Before the last midterm elections, President Obama suggested that the spirit of American innovation can lift us out of this recession. America has had a very long history of innovation leading the way for this country. But it can only do so as long as the powers that be are willing to let it. Unfortunately, there is very little room for innovation without risk of incumbents blocking or shelving the new ideas that could be implemented to lift our economy.

There is a lot of talk about the change in tax policy over the last 30 years. It is clear that tax policy has favored those who have money over those that don't. Tax policy has given rise to enormous efforts to send manufacturing offshore. As a result, very little in the way of new manufacturing has been brought here. Andy Grove, a former Intel executive, has pointed out that as we send our manufacturing offshore, we're giving away our ability to innovate.

But there is a subtle change that hasn't been noticed by the mainstream media: the consolidation of intellectual property into the hands of a few very powerful players. Some of them you've heard of: Apple, Microsoft, Viacom. But there are a few very large players you may not have heard of until today: Intellectual Ventures, MPEG-LA, Acacia.

Of the former group, they make things we'd like to use as consumers. iPads, Windows, and 2 1/2 Men (well, maybe not). Of the latter, they don't make the things you want to buy. They make them more expensive.

How did this happen? Quite a few books have been written on the subject, but in a nutshell, this country has draped itself in intellectual property as a religion that has turned into a boa constrictor for our economy. Over the last 30 years, we have slowly turned the screws to the public domain and the industrial commons by increasing the power of intellectual property laws and making it harder to challenge the validity of patents without going to court. it has become a tragedy of the anti-commons.

A typical patent lawsuit defense can cost anywhere from $3-6 million and that is just a start. This is significant barrier to bringing innovations to market. The high cost of patent litigation has also given rise to patent trolls. Patent trolls make no products so they are immune to counterclaims and public backlash. But they make a lot of money by threatening to sue, and offering settlement terms for an amount lower than the cost of litigation.
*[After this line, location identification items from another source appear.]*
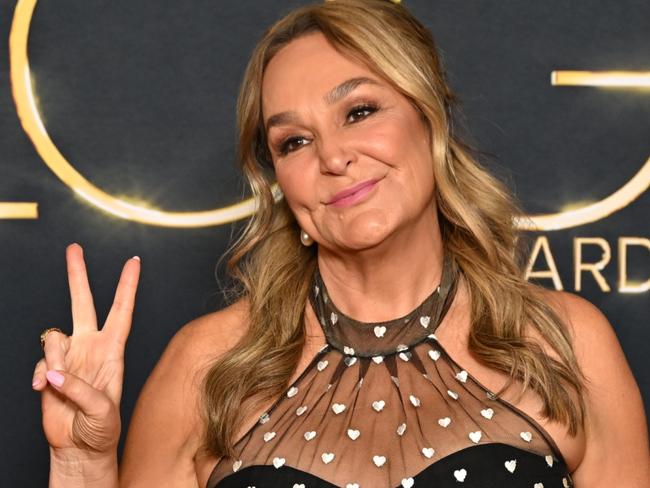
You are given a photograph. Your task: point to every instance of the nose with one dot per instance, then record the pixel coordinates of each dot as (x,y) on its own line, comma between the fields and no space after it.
(334,155)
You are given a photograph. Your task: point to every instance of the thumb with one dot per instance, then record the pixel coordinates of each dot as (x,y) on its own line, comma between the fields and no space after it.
(92,402)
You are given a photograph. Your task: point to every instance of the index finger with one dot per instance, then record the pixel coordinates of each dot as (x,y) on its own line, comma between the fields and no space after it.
(118,322)
(83,308)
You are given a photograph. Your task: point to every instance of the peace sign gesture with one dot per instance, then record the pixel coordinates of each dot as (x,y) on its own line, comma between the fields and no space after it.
(80,377)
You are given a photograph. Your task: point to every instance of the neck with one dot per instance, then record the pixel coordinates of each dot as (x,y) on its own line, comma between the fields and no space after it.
(389,280)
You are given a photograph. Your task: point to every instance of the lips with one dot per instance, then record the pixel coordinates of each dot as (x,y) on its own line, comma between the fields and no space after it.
(348,195)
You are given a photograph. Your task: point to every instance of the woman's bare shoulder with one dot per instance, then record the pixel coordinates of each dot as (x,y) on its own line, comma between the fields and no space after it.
(213,333)
(616,430)
(165,432)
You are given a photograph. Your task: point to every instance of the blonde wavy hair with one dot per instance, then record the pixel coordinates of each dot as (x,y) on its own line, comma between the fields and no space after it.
(476,214)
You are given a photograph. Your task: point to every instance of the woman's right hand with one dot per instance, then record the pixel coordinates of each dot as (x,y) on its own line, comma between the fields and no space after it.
(80,377)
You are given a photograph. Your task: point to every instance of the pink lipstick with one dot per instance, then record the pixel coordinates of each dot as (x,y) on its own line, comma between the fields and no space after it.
(353,194)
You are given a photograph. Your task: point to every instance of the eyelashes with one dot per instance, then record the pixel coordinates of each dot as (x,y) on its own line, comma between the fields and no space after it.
(355,114)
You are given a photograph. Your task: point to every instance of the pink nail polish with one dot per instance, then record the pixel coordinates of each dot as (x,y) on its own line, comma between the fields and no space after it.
(55,377)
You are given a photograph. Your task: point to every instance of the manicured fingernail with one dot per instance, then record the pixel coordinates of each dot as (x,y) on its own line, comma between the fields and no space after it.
(55,377)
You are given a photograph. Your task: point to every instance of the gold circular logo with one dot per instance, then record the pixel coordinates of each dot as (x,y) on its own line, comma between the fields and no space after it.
(33,125)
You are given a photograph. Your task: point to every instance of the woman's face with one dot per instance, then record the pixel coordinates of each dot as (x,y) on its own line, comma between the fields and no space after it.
(351,154)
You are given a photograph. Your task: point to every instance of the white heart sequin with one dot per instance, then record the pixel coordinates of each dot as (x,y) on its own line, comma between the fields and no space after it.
(487,413)
(460,474)
(511,465)
(407,482)
(337,408)
(527,436)
(353,434)
(349,361)
(301,410)
(444,422)
(378,405)
(327,457)
(475,436)
(379,460)
(309,435)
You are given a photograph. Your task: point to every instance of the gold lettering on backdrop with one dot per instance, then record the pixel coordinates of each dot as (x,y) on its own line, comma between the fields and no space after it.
(31,120)
(625,286)
(541,244)
(594,268)
(612,79)
(18,210)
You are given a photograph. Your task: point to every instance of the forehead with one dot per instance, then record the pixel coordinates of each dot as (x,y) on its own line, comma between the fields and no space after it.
(303,71)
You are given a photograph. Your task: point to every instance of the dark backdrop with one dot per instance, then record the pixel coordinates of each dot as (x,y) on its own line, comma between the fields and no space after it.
(139,96)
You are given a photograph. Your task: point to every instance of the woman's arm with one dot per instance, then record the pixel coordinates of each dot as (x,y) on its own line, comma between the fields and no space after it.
(165,432)
(617,452)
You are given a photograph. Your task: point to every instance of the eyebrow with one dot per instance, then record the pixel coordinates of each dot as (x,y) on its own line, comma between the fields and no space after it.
(334,95)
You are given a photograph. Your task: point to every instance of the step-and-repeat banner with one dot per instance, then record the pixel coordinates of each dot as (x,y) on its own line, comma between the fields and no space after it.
(117,132)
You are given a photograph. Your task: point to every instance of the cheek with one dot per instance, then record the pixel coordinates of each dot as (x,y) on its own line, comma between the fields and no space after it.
(297,187)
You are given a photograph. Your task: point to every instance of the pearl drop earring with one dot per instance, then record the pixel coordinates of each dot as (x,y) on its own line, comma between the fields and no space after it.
(305,238)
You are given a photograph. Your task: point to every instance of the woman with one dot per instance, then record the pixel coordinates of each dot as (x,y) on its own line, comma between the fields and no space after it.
(390,262)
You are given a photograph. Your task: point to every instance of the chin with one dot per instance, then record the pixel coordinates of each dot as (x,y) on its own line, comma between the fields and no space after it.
(366,232)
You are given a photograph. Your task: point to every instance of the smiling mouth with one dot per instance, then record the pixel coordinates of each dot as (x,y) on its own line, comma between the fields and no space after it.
(353,194)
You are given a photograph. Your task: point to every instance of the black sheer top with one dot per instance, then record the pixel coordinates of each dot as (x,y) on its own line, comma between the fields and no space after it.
(382,405)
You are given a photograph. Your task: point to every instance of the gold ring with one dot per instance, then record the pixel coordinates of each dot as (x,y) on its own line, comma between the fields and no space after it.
(46,332)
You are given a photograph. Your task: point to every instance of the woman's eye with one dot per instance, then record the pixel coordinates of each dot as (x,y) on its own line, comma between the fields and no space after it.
(291,144)
(360,112)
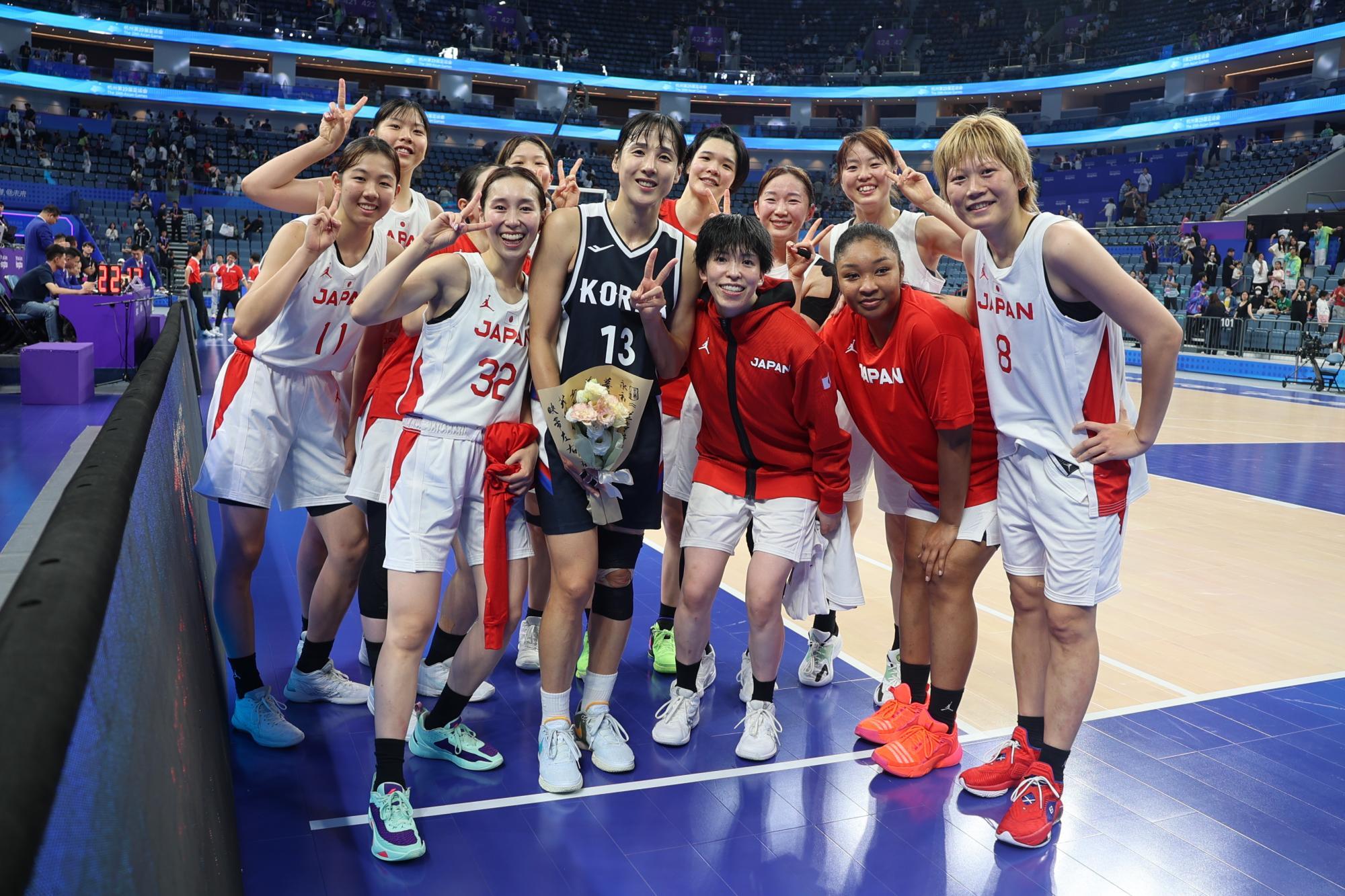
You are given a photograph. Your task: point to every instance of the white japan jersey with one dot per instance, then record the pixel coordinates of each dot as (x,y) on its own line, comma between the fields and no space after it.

As we make intellectual property laws stronger, we increase the cost of downstream innovation and eventually, we find that we're falling behind other countries in terms of innovation. We are simply  so mired in litigation, both at the patent office and in court, that we don't have time to solve the really big problems humans face. This is because patents have perverted the incentives for innovation.

Of course, falling behind other countries is less of a problem if you can foist your intellectual property regime onto other countries. We do this in exchange for access to our markets and to pry open access to the markets in other countries. The US has "free trade" agreements with many other countries that achieve the goal of imposing the US patent regime on the partner countries.
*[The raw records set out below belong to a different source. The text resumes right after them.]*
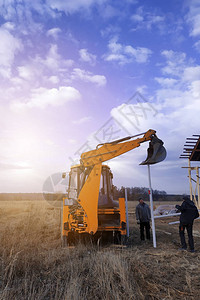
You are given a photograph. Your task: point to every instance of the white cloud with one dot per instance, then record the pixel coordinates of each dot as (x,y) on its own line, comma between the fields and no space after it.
(191,73)
(54,32)
(193,17)
(197,46)
(82,120)
(126,53)
(87,76)
(72,6)
(168,82)
(195,88)
(146,20)
(87,57)
(54,79)
(9,47)
(140,54)
(42,98)
(176,63)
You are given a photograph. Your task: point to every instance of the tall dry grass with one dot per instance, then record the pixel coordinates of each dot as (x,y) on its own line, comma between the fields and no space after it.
(33,264)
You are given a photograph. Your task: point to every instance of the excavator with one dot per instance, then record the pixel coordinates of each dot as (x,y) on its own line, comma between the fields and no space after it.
(89,210)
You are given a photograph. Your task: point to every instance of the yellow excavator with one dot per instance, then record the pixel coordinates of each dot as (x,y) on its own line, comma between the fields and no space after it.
(89,210)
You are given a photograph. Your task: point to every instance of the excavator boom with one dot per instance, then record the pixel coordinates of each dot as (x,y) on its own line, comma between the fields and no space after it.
(113,149)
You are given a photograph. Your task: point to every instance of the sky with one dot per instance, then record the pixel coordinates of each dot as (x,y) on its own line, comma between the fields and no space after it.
(77,73)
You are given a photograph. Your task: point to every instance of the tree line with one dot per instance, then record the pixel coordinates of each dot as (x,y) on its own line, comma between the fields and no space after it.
(134,193)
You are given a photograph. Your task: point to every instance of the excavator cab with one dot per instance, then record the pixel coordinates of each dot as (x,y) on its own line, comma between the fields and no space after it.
(111,216)
(89,209)
(156,152)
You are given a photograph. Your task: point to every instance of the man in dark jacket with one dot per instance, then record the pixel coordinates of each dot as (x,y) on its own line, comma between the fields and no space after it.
(189,212)
(143,217)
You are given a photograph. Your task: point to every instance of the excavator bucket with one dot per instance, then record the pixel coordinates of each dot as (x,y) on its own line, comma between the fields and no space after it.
(156,152)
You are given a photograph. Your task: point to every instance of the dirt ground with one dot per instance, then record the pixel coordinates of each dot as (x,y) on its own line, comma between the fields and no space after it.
(33,265)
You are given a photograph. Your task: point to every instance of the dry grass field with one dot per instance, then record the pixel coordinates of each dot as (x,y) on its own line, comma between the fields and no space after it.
(33,265)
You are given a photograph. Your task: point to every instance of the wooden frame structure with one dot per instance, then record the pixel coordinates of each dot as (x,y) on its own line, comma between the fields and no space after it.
(191,151)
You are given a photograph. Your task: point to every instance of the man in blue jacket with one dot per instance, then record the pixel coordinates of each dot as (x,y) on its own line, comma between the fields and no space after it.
(189,212)
(143,217)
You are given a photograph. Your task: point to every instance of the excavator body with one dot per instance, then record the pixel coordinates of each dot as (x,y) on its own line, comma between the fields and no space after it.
(89,210)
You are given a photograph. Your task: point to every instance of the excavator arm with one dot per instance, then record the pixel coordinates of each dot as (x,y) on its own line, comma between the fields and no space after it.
(88,197)
(113,149)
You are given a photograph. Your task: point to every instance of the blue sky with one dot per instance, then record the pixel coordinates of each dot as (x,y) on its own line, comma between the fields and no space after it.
(68,70)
Each of these agreements is guaranteed to protect doctors, lawyers and other professionals while exposing middle class manufacturing workers to direct competition with lower paid foreign workers. But more importantly, they require the other country to use the same intellectual property rules that we use here.
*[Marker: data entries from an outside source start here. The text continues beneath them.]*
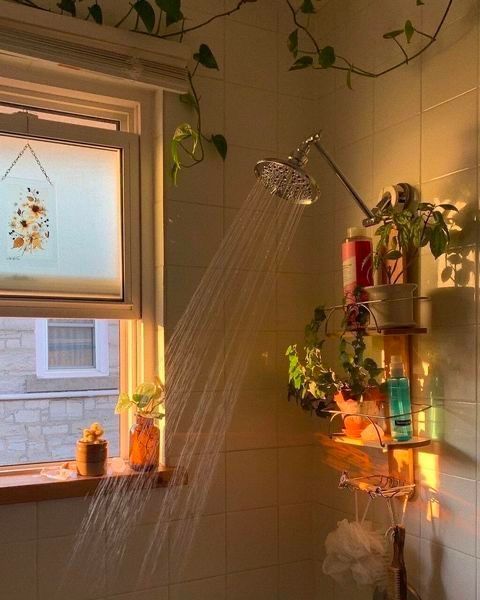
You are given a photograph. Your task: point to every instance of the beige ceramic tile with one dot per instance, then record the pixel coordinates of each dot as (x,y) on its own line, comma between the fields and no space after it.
(201,225)
(397,96)
(251,56)
(205,540)
(252,539)
(449,137)
(18,570)
(448,510)
(205,492)
(128,574)
(456,54)
(295,532)
(448,357)
(254,421)
(354,113)
(203,589)
(251,479)
(261,14)
(456,577)
(251,117)
(296,580)
(397,155)
(295,467)
(64,575)
(18,522)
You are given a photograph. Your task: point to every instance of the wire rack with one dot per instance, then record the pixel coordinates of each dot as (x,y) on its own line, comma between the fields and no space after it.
(377,486)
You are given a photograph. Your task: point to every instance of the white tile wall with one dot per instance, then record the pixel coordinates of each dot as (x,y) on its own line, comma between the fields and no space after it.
(418,124)
(423,126)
Apple, Intel and a few other manufacturers take great comfort in these agreements. So much so, that they can safely move their manufacturing operations to other countries without worry that their products will be copied unlawfully. That, to me, explains the decline of the American economy.

Despite many attempts at patent reform, Congress has not arrived at a solution to the problem of misplaced incentives. Michele Boldrin and David Levine have suggested the elimination of patents altogether. In a report released by the Federal Reserve Bank, Boldrin and Levine make a powerful case for eliminating patents and the market perversions they induce.

Our intellectual property regime only works for a privileged few. Until our intellectual property regime works for everyone, innovators will have very little power to help our economy. Moreover, intellectual property regimes must respect the public domain, something our current regime fails to do.